Leia também: TJMG lança página sobre Lei Geral de Proteção de Dados

O presidente Gilson Lemes lembrou que os dados terão importância semelhante, no século atual, ao que o petróleo representou no século passado, e as máquinas a vapor representaram no século XIX. “Foi nesse contexto, e seguindo tendências internacionais, que foi implementada, no Brasil, a Lei Geral de Proteção de Dados Pessoais (Lei nº 13.709), de 14 de agosto de 2018, que entrou em vigor visando à proteção dos dados relativos a qualquer pessoa física que se encontre em território brasileiro”, pontuou o presidente.

O presidente Gilson Lemes acompanhou o evento sobre LGPD ao lado do 2º vice-presidente, Tiago Pinto, e da assessora especial administrativa do Tribunal, Tatiana Camarão

De acordo com o presidente Gilson Lemes, a lei tem impactos diretos no Poder Judiciário, pois exige que cada tribunal estadual desenvolva seu programa de proteção de dados pessoais, a fim de regular internamente o tema e informar amplamente seu público interno sobre as disposições da nova norma legal.

“Somos guardiões de um imensurável volume de dados de milhões de cidadãos e precisamos, o mais rapidamente possível, nos aprofundar nos aspectos principais da LGPD no Poder Judiciário, amplificando este debate no TJMG”, acrescentou o presidente. Gilson Lemes agradeceu a todos os presentes no webinário e àqueles que trabalham em prol da implantação da LGPD na Corte mineira.

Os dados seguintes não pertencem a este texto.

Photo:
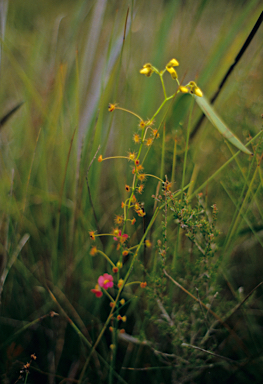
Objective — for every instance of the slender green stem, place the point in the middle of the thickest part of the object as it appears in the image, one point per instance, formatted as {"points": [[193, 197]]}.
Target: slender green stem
{"points": [[186, 145]]}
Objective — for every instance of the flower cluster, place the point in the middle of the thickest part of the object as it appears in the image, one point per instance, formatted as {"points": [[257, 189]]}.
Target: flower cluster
{"points": [[105, 281]]}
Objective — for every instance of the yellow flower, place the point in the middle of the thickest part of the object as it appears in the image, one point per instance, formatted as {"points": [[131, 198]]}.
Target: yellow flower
{"points": [[172, 72], [183, 89], [147, 70], [93, 251], [195, 89]]}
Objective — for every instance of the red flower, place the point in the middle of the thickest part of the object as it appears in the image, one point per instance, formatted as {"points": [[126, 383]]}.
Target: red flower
{"points": [[105, 281], [97, 291]]}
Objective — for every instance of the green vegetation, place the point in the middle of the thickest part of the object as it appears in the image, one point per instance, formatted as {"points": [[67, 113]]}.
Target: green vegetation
{"points": [[131, 233]]}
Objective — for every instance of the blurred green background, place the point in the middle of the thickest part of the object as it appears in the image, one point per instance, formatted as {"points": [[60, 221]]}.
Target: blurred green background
{"points": [[66, 61]]}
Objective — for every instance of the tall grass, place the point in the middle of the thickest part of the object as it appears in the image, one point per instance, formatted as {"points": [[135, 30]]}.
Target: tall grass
{"points": [[200, 315]]}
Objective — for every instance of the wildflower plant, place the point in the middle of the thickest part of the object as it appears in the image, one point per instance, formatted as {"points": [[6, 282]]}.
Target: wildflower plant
{"points": [[191, 222]]}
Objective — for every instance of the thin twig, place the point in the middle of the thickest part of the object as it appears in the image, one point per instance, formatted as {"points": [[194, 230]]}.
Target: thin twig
{"points": [[87, 180]]}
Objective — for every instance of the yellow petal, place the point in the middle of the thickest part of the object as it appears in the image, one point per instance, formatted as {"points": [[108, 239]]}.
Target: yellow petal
{"points": [[173, 63]]}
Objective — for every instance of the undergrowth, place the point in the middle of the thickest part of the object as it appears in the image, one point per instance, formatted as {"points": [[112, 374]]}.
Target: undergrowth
{"points": [[131, 235]]}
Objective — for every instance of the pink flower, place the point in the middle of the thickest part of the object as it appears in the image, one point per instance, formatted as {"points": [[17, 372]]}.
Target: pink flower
{"points": [[121, 238], [97, 291], [105, 281]]}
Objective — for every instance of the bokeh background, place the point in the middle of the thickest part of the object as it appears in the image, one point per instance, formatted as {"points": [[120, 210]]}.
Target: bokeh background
{"points": [[66, 61]]}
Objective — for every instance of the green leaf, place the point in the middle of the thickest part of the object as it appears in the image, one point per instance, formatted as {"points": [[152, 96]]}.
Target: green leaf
{"points": [[219, 124]]}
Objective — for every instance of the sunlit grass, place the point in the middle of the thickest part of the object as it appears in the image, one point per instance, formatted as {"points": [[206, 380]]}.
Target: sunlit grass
{"points": [[67, 61]]}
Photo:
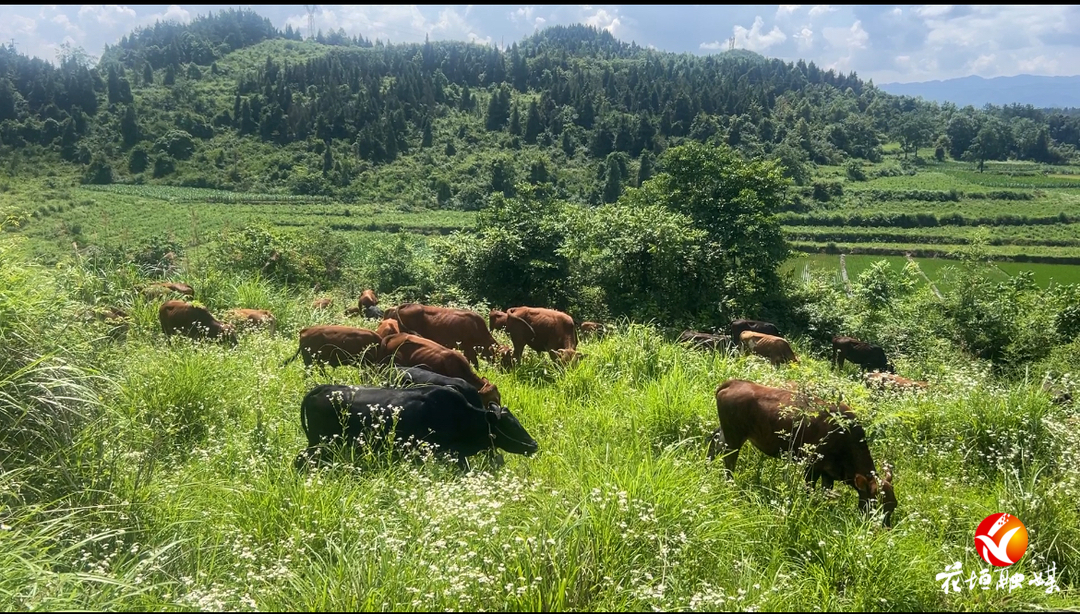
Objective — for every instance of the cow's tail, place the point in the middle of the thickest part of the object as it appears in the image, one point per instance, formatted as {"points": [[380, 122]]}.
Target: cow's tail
{"points": [[293, 357]]}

O 2º vice-presidente do TJMG, desembargador Tiago Pinto, lembrou que o Brasil entrou para a lista dos países que já têm normas específicas para definir os limites e condições para coleta, guarda e tratamento de informações pessoais. “Já entramos para a era dos dados, e o tratamento que se dá e as repercussões do manuseio das informações são de alta importância”, observou o desembargador.

Próximas gerações

A desembargadora catarinense Denise de Souza Luiz Francoski destacou que a nova lei terá impacto geral na proteção e guarda da privacidade

A desembargadora do Tribunal de Justiça de Santa Catarina Denise de Souza Luiz Francoski tem papel de destaque na implementação da LGPD na Corte catarinense, onde o processo já começou. Em sua apresentação, ela falou dos aspectos práticos na implementação da lei nos tribunais de justiça.

A palestrante destacou que a lei não deve ficar restrita aos tribunais, devendo ser implementada também em outras organizações públicas ou privadas. “Não é apenas uma nova lei, mas sim algo que vai interferir na nossa cultura com relação à proteção e guarda da nossa privacidade, tanto no aspecto pessoal quanto no familiar e profissional. E vai fazer muita diferença nas próximas gerações”, prevê.

Rosa Parks

Rodrigo de Castro, advogado e autor de vários livros, trouxe a experiência de Rosa Parks para a discussão sobre a implementação da LGPD nos tribunais de justiça

O advogado paranaense Rodrigo de Castro, autor de vários livros sobre o assunto, tratou do tema “Gestão de Riscos e Proteção dos Dados Pessoais”, destacando que é fundamental o engajamento das pessoas dentro de um determinado tribunal de justiça, para a implementação dos processos que tratam da LGPD. “Não é simples e precisamos da participação não apenas governamental como também da iniciativa privada para um maior entendimento do assunto, que é de suma importância para todos nós”, observou.

“É um tema complexo, mas que deve ser iniciado dentro de organizações públicas ou privadas. Neste contexto, me lembro da ativista norte-americana Rosa Parks, que, ao entrar em um ônibus com lugares definidos para negros e brancos, teve a coragem de sentar-se em um lugar para brancos, e foi multada. O gesto de Rosa Parks levou Martin Luther King a iniciar uma longa jornada na luta pelos direitos dos negros. Sejamos Rosa Parks dentro dos tribunais de justiça do Brasil, dando o primeiro passo para a implementação deste processo”, encerrou.